Heller-Roazen hace otra especulación: «Uno podría estar tentado de sugerir que, si no hubiera habido un fuego que consumiera la Biblioteca, habría habido que inventar uno: Después de todo, ¿qué otro destino podría aguardar al archivo universal que su destrucción?»[11]. La paradoja, también señalada anteriormente por Jacques Derrida[12], es que la propia reunión que constituye el archivo expone su contenido a una destrucción radical sin reservas. La historia del incendio de la Biblioteca de Alejandría sería la imagen de una catástrofe que tuvo que suceder, como condición del archivo, aunque no sucediera en la realidad empírica. También sugiere una catástrofe material, incluso cuando el registro equívoco de esa catástrofe se reconstruye en rastros textuales. Algo queda tras el incendio de la Biblioteca de Alejandría: cenizas, si es que ardió. Si no es así, lo que destruyó la Biblioteca fue lo que la destruyó, aunque sólo fuera el desgaste del tiempo.
El origen es un punto de catástrofe. Esta biblioteca, como utopía del texto, como reunión del saber humano, es el lugar de la catástrofe potencial. En un texto o fragmento muy extraño titulado «La edad de hielo de las catástrofes» (1915), el gran psicoanalista húngaro Sándor Ferenczi propone que todas las catástrofes psíquicas -y ¿qué es la psique sino otra biblioteca o archivo de catástrofes (o su evitación)- son el resultado de una catástrofe que ya ha ocurrido[13]. Al escribir durante la Primera Guerra Mundial, que describe como una especie de experimento de laboratorio elevado a un «nivel cósmico», Ferenczi reflexiona sobre el modo en que la guerra ofrece una revelación de las capas más profundas de la psique. La guerra es un ejercicio de regresión social masiva y, para Ferenczi, revela las catástrofes configuradoras que han estructurado la historia humana. En particular, la guerra revela la «huella» de la catástrofe de la Edad de Hielo.

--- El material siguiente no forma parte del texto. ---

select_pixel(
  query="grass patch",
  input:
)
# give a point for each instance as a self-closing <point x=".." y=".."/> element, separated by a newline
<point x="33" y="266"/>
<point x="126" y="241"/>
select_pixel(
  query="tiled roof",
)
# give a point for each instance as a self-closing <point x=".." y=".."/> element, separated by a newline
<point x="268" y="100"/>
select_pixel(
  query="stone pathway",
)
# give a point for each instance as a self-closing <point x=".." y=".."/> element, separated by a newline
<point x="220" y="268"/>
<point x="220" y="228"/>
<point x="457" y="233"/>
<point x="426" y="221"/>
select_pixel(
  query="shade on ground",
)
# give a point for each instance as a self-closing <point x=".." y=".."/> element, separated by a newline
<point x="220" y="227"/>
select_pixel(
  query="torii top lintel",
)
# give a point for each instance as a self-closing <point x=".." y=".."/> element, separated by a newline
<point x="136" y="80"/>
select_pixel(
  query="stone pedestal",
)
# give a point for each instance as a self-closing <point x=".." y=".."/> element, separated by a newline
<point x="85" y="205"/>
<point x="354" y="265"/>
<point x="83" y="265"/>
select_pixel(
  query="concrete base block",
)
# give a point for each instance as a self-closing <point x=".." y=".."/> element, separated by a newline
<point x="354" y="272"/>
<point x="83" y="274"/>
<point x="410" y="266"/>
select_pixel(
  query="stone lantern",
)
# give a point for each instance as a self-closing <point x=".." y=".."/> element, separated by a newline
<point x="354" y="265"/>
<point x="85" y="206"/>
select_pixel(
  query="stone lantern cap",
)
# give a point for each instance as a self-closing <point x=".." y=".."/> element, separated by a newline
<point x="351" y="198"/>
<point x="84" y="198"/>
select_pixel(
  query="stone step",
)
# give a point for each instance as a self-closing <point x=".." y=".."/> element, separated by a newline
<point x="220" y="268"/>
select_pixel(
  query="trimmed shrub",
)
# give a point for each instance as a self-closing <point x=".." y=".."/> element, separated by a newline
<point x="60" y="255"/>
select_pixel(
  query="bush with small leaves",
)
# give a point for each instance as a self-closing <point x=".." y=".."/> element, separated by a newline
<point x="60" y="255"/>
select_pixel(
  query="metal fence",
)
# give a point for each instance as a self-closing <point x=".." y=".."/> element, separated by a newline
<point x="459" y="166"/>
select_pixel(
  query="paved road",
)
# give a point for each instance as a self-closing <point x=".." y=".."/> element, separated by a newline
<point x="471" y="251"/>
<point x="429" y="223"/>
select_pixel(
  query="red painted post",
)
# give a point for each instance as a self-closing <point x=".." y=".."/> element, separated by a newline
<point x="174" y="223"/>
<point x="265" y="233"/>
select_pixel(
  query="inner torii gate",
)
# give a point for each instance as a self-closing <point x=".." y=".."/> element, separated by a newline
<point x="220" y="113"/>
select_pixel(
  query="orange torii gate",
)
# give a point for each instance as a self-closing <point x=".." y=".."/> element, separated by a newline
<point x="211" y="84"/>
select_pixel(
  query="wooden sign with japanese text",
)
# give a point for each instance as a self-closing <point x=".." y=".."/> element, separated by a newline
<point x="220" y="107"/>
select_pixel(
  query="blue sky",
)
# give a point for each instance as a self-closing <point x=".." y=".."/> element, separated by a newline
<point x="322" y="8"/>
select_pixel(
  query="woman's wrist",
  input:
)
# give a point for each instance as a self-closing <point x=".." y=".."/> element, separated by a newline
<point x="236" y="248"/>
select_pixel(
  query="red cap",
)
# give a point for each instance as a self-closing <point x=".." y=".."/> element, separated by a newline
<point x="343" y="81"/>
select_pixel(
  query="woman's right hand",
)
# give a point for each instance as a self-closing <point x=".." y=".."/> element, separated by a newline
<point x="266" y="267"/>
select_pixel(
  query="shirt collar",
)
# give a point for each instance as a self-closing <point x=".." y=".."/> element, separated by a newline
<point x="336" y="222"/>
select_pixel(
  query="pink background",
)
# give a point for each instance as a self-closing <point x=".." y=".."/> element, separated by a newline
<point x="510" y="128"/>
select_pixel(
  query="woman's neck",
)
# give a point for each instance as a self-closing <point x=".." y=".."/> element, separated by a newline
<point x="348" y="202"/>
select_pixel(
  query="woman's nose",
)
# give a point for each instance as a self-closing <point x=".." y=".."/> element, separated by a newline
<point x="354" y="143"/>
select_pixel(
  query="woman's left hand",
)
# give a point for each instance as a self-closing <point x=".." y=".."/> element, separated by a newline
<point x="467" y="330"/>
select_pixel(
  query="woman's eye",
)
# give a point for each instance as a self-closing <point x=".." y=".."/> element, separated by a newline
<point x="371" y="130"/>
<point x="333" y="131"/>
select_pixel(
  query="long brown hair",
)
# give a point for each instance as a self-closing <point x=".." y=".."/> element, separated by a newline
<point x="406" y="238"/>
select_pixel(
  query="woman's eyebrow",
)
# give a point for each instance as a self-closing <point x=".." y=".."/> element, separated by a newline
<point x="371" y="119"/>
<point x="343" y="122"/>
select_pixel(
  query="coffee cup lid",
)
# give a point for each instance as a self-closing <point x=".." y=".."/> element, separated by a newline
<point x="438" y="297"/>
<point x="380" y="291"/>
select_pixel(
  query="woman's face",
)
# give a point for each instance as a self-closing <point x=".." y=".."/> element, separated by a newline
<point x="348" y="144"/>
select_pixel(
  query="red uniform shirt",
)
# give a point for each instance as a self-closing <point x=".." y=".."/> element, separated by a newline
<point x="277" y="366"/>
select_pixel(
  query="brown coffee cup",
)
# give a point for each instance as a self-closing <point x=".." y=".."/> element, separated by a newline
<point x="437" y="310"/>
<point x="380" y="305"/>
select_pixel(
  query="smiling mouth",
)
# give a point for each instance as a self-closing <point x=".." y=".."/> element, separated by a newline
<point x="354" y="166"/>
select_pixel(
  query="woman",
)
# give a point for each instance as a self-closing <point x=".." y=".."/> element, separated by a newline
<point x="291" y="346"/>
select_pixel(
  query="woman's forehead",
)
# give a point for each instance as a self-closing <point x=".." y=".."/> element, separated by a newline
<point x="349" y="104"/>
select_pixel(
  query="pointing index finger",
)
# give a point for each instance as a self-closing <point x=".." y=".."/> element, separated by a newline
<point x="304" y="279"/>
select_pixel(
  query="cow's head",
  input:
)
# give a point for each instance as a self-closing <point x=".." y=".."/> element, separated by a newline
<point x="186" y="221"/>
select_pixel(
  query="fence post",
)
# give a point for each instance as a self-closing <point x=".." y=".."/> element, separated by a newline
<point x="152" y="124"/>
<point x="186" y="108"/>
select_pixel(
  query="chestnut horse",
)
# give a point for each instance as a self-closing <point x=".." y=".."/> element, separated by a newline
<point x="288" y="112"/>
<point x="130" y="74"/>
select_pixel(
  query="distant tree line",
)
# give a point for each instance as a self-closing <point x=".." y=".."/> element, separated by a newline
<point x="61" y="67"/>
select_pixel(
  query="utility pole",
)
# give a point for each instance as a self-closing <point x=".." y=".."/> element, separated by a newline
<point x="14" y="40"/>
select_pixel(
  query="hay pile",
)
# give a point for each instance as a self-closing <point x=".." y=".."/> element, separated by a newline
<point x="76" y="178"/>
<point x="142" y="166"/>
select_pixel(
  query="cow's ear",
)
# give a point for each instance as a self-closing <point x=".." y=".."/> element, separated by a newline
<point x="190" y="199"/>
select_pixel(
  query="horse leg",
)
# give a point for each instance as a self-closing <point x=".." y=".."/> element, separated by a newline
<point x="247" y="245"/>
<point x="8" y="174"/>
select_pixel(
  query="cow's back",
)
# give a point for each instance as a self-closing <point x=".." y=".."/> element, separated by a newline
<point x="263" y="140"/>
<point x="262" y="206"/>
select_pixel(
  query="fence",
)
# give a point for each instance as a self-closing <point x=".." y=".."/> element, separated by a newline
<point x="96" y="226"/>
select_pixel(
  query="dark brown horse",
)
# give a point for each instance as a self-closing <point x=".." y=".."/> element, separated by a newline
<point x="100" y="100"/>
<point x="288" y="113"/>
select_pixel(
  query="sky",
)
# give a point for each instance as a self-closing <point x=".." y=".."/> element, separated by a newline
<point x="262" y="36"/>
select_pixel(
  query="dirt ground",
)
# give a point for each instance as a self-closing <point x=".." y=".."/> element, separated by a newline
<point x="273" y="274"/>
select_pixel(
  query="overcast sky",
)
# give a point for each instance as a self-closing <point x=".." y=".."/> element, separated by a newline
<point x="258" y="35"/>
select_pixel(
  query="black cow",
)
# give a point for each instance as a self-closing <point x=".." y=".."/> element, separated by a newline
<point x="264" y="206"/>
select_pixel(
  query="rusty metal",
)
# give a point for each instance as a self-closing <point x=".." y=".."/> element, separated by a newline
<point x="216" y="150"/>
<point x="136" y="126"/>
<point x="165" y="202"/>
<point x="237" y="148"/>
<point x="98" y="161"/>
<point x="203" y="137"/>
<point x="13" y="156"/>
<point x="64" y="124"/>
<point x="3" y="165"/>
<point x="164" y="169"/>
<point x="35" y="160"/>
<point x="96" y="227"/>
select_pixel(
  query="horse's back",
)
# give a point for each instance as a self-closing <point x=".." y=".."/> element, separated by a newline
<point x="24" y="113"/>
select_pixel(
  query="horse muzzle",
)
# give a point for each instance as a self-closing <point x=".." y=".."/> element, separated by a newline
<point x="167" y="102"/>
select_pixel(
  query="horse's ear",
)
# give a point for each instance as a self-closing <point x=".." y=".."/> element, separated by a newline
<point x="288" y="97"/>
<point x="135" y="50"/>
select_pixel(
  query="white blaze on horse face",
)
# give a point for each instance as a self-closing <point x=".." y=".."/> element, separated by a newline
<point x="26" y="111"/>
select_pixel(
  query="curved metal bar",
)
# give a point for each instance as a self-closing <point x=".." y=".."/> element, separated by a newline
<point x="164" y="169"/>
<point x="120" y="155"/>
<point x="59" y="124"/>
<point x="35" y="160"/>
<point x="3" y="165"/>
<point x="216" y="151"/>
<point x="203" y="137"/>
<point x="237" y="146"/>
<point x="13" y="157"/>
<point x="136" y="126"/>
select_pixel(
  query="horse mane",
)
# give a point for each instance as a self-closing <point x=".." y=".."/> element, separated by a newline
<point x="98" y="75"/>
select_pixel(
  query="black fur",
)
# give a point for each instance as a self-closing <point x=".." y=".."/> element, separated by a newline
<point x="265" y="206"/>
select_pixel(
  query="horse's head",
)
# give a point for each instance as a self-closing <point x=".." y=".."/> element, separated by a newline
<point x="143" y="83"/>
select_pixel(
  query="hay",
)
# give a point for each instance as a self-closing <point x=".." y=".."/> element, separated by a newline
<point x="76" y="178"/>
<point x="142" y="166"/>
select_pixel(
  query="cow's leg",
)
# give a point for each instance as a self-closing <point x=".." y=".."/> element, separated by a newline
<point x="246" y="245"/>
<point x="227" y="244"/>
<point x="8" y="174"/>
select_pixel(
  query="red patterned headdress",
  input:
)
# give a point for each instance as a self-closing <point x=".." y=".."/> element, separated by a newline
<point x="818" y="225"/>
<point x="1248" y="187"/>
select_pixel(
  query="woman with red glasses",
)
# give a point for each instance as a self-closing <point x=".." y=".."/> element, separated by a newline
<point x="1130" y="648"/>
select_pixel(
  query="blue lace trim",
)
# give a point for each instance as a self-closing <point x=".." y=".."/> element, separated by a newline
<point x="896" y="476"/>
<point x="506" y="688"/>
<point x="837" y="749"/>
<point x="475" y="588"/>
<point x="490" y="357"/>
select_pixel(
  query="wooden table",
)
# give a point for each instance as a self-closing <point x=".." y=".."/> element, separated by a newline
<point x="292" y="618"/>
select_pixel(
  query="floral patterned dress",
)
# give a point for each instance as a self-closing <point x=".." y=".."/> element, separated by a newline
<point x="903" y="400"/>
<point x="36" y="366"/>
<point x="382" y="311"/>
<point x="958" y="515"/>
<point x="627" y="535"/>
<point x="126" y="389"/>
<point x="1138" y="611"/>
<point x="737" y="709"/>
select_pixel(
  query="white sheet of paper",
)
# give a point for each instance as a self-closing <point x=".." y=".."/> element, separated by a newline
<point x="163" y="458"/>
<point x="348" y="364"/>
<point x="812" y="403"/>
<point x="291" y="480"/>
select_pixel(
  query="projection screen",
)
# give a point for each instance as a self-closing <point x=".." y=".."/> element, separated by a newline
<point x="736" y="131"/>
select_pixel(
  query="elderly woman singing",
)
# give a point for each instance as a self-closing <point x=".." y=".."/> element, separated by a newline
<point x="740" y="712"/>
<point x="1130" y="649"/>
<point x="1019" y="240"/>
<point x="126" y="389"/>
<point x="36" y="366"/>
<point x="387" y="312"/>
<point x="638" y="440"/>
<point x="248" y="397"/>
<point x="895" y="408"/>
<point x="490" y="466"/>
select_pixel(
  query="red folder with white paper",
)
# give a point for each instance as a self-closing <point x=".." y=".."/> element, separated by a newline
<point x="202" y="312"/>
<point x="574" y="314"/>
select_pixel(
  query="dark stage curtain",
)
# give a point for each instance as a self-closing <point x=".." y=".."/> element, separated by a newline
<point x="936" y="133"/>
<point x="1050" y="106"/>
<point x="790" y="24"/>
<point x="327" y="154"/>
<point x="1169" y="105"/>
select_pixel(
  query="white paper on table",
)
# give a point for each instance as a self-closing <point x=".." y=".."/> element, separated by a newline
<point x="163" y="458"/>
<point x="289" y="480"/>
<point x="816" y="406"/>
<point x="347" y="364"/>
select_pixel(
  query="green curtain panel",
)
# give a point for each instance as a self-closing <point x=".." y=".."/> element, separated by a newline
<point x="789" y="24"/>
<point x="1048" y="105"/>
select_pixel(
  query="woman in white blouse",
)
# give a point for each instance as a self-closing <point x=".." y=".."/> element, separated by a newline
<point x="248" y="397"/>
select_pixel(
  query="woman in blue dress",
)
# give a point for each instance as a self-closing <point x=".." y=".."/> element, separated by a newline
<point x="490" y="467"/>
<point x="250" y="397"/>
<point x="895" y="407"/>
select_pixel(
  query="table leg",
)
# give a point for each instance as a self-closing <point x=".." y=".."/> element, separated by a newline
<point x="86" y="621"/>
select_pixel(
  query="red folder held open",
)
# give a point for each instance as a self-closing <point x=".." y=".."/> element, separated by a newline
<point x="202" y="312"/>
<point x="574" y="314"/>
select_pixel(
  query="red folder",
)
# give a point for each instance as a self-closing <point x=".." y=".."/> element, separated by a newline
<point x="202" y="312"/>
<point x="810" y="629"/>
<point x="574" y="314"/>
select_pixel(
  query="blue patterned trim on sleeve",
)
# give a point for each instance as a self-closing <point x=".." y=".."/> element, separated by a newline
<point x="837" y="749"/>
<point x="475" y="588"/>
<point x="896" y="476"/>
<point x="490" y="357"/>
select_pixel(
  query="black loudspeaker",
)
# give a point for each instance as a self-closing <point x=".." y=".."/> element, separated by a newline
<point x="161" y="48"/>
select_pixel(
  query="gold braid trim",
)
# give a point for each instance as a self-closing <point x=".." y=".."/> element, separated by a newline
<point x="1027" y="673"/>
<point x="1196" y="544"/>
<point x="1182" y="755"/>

En la década de 1870, la ciencia confirmó la existencia de las glaciaciones, y Ferenczi se refiere a la última glaciación, que tuvo lugar hace entre 115.000 y 11.000 años. Para Ferenczi, en respuesta a esta catástrofe climática, la humanidad formó íntimos lazos familiares y sociales para sobrevivir. Nuestro desarrollo como especie se refleja en nuestro desarrollo individual, ya que Ferenczi creía en la recapitulación filogenética (el desarrollo del individuo repite el desarrollo de la especie). Así pues, la Edad de Hielo no sólo dejó una huella en la historia de la humanidad, sino que se repitió en el desarrollo del individuo humano. Aunque eso no es cierto, lo que sí sugiere Ferenczi es algo interesante: lo que tememos en la catástrofe es que la catástrofe ya haya ocurrido[14]. Las utopías textuales se ven acechadas por sus propias catástrofes originales, al consumirse en el fuego o cubrirse de hielo, y, tal vez, por sus propias catástrofes futuras, al ceder ante la materialidad.[15]
Borrando el mundo
Jorge Luis Borges parece pertenecer firmemente a la era de las utopías del texto. Borges es citado regularmente por los pensadores del postestructuralismo por su idea de que el texto viene a sustituir al mundo tal y como lo conocemos por un nuevo mundo textual del significante. Derrida utiliza citas de Borges en su debate sobre el poder divulgativo del texto[16], mientras que Foucault lo presenta como heredero de Flaubert y heraldo de un mundo en el que los libros son el verdadero sujeto de la obra literaria. Es un mundo en el que «la biblioteca está en llamas»[17]. De un modo más equívoco, más fiel a las ansiedades de Borges, Baudrillard utiliza la parábola borgeana del mapa que viene a igualar y sustituir al territorio como alegoría de la sustitución de la realidad por la simulación[18]. El mundo imaginario de Tlön de Borges, en el que «la metafísica es una rama de la literatura fantástica», parecería ser el mundo del postestructuralismo y sus utopías del texto[19].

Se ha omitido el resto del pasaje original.